Menendez : Mr. Secretary, I’m seriously concerned about the lifting of the arms embargo that creeped its way into this deal. As I read the Security Council resolution on page 119, the ban on Iranian ballistic missiles has, in fact, been lifted. The new Security Council resolution is quite clear. Iran is not prohibited from carrying out ballistic missile work. The resolution merely says, quote, “Iran is called upon not to undertake such activity.” Now previously, in Security Council Resolution 1929, the council used mandatory language where it said, quote, “It decides that Iran shall not undertake any activity related to ballistic missiles capable of delivering nuclear weapons.” Why would we accept inferior language that changes the mandatory shall to a permissive call upon. We often call upon a lot of countries to do or stop certain actions in the U.N., but it doesn’t have the force of shall not which has consequences if you do.

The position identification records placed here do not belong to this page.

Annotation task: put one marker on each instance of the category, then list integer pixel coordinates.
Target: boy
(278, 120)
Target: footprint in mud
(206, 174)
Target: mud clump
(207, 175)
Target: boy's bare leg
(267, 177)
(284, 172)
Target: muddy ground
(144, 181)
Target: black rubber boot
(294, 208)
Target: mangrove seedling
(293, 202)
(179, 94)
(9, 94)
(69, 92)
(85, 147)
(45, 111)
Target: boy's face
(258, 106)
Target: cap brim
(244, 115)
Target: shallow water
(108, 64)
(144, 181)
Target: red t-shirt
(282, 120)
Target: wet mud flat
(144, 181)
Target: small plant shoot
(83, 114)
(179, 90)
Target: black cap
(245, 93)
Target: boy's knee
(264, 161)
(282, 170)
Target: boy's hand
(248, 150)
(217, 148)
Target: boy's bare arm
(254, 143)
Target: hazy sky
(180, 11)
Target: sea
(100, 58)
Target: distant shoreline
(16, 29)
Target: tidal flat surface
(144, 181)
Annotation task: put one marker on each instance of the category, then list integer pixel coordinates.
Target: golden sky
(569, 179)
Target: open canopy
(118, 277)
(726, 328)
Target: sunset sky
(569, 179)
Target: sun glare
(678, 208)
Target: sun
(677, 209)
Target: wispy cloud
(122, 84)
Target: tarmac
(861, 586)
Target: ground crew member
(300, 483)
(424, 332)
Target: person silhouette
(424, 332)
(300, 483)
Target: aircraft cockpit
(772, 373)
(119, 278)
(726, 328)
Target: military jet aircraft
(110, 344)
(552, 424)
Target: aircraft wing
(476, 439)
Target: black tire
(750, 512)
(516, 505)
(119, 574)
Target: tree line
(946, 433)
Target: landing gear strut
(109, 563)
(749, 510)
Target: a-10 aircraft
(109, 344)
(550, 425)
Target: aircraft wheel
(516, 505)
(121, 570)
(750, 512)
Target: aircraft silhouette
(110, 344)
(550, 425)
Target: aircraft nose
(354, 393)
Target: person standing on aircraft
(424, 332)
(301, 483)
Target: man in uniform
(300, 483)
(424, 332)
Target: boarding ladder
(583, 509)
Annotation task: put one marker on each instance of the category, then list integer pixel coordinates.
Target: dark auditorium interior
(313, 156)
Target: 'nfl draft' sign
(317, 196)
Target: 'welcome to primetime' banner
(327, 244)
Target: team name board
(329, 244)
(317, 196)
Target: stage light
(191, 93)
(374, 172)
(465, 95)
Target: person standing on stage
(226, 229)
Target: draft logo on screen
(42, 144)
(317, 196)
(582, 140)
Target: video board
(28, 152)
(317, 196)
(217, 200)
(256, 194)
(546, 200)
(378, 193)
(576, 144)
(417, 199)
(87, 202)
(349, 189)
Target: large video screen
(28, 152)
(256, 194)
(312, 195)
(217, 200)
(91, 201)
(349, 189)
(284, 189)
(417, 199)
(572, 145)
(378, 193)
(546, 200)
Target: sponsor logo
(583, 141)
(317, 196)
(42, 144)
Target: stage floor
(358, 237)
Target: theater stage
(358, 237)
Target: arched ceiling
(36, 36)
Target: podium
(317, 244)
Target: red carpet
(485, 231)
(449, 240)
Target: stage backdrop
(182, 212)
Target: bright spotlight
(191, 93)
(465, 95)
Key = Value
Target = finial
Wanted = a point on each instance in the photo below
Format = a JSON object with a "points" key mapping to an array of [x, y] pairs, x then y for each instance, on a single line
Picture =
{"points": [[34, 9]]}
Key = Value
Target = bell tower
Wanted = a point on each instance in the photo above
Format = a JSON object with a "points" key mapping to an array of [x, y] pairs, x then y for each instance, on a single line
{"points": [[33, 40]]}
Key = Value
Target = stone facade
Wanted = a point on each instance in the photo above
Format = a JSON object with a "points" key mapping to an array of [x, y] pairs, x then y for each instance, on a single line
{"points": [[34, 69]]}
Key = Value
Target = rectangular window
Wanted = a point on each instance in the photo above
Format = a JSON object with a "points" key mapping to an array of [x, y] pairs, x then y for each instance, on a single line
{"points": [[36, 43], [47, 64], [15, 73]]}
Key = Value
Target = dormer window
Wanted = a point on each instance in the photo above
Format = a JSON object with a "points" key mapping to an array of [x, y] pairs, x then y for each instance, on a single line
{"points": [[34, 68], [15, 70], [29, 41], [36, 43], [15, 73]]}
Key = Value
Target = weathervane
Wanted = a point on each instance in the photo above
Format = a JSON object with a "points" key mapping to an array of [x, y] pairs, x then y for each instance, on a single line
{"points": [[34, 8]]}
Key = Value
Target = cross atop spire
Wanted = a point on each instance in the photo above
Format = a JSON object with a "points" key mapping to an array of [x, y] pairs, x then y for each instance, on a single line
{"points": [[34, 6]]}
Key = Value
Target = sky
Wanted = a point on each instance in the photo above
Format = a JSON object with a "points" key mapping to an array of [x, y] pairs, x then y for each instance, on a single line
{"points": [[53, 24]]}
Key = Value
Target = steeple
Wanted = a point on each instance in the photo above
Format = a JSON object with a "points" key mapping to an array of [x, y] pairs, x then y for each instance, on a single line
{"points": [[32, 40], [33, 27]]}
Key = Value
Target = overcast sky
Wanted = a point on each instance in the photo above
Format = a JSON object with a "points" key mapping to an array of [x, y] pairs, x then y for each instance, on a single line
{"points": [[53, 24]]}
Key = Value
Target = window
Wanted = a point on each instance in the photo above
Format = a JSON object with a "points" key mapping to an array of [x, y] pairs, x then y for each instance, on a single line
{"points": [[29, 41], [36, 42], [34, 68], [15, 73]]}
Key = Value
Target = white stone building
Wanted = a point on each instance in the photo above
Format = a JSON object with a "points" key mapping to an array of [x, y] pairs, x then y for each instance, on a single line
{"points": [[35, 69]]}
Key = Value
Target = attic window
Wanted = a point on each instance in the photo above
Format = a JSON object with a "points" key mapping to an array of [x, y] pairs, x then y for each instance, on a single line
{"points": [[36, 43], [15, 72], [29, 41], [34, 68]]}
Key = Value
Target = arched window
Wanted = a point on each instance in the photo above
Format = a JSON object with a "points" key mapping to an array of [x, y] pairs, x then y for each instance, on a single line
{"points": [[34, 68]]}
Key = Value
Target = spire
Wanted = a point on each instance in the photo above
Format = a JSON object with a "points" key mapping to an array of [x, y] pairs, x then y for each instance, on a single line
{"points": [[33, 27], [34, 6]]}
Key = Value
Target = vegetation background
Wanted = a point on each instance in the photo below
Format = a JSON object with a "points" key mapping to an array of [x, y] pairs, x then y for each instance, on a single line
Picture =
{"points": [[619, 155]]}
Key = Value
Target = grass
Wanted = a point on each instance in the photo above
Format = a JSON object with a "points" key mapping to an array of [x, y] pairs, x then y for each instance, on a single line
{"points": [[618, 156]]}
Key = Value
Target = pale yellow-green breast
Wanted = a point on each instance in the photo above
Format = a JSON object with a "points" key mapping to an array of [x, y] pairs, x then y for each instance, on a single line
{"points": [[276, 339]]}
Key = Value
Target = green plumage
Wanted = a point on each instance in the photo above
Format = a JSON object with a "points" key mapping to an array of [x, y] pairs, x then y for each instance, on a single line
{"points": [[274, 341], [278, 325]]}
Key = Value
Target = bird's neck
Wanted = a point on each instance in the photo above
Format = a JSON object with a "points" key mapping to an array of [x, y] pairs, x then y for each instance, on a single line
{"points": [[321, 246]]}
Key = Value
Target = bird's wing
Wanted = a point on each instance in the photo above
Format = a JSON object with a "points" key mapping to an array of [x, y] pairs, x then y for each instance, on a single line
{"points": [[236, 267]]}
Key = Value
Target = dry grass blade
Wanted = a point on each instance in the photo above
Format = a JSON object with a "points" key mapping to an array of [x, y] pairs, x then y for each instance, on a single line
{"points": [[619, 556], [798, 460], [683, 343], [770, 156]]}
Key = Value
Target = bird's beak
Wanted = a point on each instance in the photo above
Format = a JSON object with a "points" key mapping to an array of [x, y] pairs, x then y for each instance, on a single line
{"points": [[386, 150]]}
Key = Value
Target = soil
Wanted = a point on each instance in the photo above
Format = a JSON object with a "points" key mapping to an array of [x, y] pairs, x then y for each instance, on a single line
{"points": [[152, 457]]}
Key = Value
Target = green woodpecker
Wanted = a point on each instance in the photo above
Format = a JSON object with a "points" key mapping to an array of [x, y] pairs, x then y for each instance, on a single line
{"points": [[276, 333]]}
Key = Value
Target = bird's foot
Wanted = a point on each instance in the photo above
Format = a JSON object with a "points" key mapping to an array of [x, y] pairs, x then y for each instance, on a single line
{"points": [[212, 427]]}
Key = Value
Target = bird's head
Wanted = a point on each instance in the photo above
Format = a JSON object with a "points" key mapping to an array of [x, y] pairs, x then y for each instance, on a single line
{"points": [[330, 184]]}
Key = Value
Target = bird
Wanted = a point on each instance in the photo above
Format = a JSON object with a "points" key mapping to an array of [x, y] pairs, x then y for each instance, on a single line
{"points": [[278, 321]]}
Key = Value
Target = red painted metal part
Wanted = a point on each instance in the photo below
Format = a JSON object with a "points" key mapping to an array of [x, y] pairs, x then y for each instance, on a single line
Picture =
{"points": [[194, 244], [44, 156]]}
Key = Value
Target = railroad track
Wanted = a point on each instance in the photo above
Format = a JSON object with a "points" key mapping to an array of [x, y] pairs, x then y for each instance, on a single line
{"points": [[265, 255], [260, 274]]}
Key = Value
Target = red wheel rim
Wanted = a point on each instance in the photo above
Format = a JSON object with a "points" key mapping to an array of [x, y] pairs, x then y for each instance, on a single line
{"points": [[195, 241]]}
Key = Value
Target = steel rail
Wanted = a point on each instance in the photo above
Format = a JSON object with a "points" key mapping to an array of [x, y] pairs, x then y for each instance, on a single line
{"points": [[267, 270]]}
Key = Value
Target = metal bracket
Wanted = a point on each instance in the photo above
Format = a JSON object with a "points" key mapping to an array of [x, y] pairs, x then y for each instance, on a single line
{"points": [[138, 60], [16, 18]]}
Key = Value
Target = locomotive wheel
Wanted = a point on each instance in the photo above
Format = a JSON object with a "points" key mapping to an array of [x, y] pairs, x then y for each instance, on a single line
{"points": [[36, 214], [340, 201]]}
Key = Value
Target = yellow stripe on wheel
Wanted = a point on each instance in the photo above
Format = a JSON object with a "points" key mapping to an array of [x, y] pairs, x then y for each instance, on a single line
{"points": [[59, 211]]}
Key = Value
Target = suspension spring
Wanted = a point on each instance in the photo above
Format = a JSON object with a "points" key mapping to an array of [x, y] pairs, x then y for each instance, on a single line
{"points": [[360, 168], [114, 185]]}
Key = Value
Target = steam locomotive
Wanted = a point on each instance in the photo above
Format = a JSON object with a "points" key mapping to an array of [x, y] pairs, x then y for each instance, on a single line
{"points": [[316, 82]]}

Can you answer simply, is Iran banned from ballistic missile work for the next eight years?

[…]

Kerry:  That is not accurate. The exact same language in the embargo is in the agreement with respect to launches. And that is under article 25 of the U.N. And that is exactly where it is today in the language. But in addition to that, Iran did not want it, and we insisted on it. They are restrained from any sharing of missile technology, purchase of missile technology, exchange of missile technology, work on missiles. They cannot do that under article 41, which is chapter 7 and mandatory. And it does have the language still.

Menendez: It seems — I’m reading to you from the Security Council resolution that was adopted, codifying the…

Kerry: Yes, this agreement. The security council resolution.

Menendez: And that security council resolution says Iran — Mr. Secretary, I’m reading you explicit language. I’m not making this up. Iran is called upon…

Kerry: Correct.

As noted above, the Russians are taking the Iranian position that the language in UNSCR 2231 makes prohibitions on missile launches non-binding. The Iranians demanded at Vienna that any agreement remove the traditional language prohibiting launches – “Iran is called upon not to” – and that any replacement language be weaker. Americans negotiators conceded to the demand, and the the new UNSC resolution was written so that Iran was only “called upon” not to conduct ballistic missile work.

This makes one wonder what other problems with the deal did Kerry and Obama lie about or get fooled about. Based on the lack of transparency we’ve seen so far, chances are we won’t find out unless Iran starts bragging again.